Who doesn’t enjoy a good cuppa? But how many of us truly understand that coffee, just like wine, has different flavour profiles, aroma, taste and fragrance?
Award-winning café My Kingdom for a Horse owner and operator Emily Raven, along with her team of talented baristas, hosted coffee aficionados at a special coffee cupping event for keen bean enthusiasts last week. It was a great opportunity to try a wide range of coffee and appreciate the amazing flavour profiles across the coffee spectrum from different countries.
“We want to share our enthusiasm and love of coffee, and help people to appreciate good coffee more at home by demonstrating different brewing techniques,” – Emily Raven, owner
The café’s experienced baristas demonstrated different brewing techniques, while guests had the opportunity to participate in the cuppings and sample coffee beyond their experience of espresso-based drinks. As well as learning to taste the way professionals do in a cupping, guests experienced a selection of single origins for both espresso and pour over brewing methods.
Cupping is one of the coffee tasting techniques used by cuppers to evaluate coffee aroma and the flavour profile of a coffee. To understand the minor differences between coffee growing regions, coffee from around the world is tasted side-by-side.
Amy Schubert, the café’s senior barista/coffee guru, showed us a simple, yet replicable way to sample different flavours of coffee. Freshly ground coffee is placed in each cupping bowl, then filled with hot water. After 4 minutes, the crust of the coffee on the top is broken using a preheated spoon: this is where a potent burst of aroma is first released. The spoon is rinsed and then moved on to the next coffee sample and the flavours change as it cools down. As we slurp a tablespoon full of freshly brewed coffee, it is aerated over the palate, enabling us to taste the flavour profile of the beans.

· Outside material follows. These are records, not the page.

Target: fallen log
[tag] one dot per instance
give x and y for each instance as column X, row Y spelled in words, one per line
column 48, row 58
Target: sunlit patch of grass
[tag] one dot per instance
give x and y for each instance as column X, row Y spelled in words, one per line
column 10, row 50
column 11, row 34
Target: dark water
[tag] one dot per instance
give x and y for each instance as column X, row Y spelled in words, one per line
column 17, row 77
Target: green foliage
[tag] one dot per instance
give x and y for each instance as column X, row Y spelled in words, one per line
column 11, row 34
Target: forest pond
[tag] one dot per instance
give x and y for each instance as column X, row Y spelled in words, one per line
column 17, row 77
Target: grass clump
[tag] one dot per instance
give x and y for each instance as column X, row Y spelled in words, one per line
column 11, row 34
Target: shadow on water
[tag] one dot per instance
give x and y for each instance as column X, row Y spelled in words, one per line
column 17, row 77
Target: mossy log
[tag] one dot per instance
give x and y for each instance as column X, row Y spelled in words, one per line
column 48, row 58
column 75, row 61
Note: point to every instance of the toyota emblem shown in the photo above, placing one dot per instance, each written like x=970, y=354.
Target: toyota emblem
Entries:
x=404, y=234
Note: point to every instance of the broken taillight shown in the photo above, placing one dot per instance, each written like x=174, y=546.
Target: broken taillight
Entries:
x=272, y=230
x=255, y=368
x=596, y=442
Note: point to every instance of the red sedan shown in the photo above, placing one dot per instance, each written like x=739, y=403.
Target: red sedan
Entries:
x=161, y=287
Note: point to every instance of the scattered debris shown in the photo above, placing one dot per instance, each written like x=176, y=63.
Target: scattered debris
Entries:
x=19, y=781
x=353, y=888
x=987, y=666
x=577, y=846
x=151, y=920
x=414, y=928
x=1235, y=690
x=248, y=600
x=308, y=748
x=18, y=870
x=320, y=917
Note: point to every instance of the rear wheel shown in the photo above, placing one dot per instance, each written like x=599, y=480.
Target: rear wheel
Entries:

Emily is also the roaster for the café’s own specialty beans. She explained that if the beans are roasted for too long, it destroys the flavours; if roasted for too short, the coffee could have too strong an acidic flavour. Just like fine wine coffee needs to be aged, as do the beans as they are still releasing volatile gases after being roasted.
Kate Murphy, another passionate barista, explained that one does not need fancy coffee equipment to get fancy results. She showed us the “pour over”, where the pour over brewing involves pouring hot water over and into the cone filter, gently pushing water through the ground coffee to extract the coffee flavours.
What’s left of the hot water in the server or mug is filtered coffee with fruity, floral notes. Similar to decanting wine, the coffee is then tipped into another server to aerate the coffee. Unlike an espresso, the pour over is a gentle process of extraction, with less pressure through finely ground beans.
What sets the specialty coffee at My Kingdom for a Horse apart is that not only is their coffee roasted in-house by knowledgeable experts in the city, but there is traceability of coffee to the farm. Knowing that their specialty crops come from sustainable and ethical practices, and understanding the supply chain, helps benefit the communities and farms involved. They also aim to please the palates of coffee lovers, by sourcing interesting flavour profiled coffees around the globe.
Coffee cannot get any easier from bean to cup, with a variety of beans and simple methods to make your own cuppa at home. Now it’s time to pour and enjoy!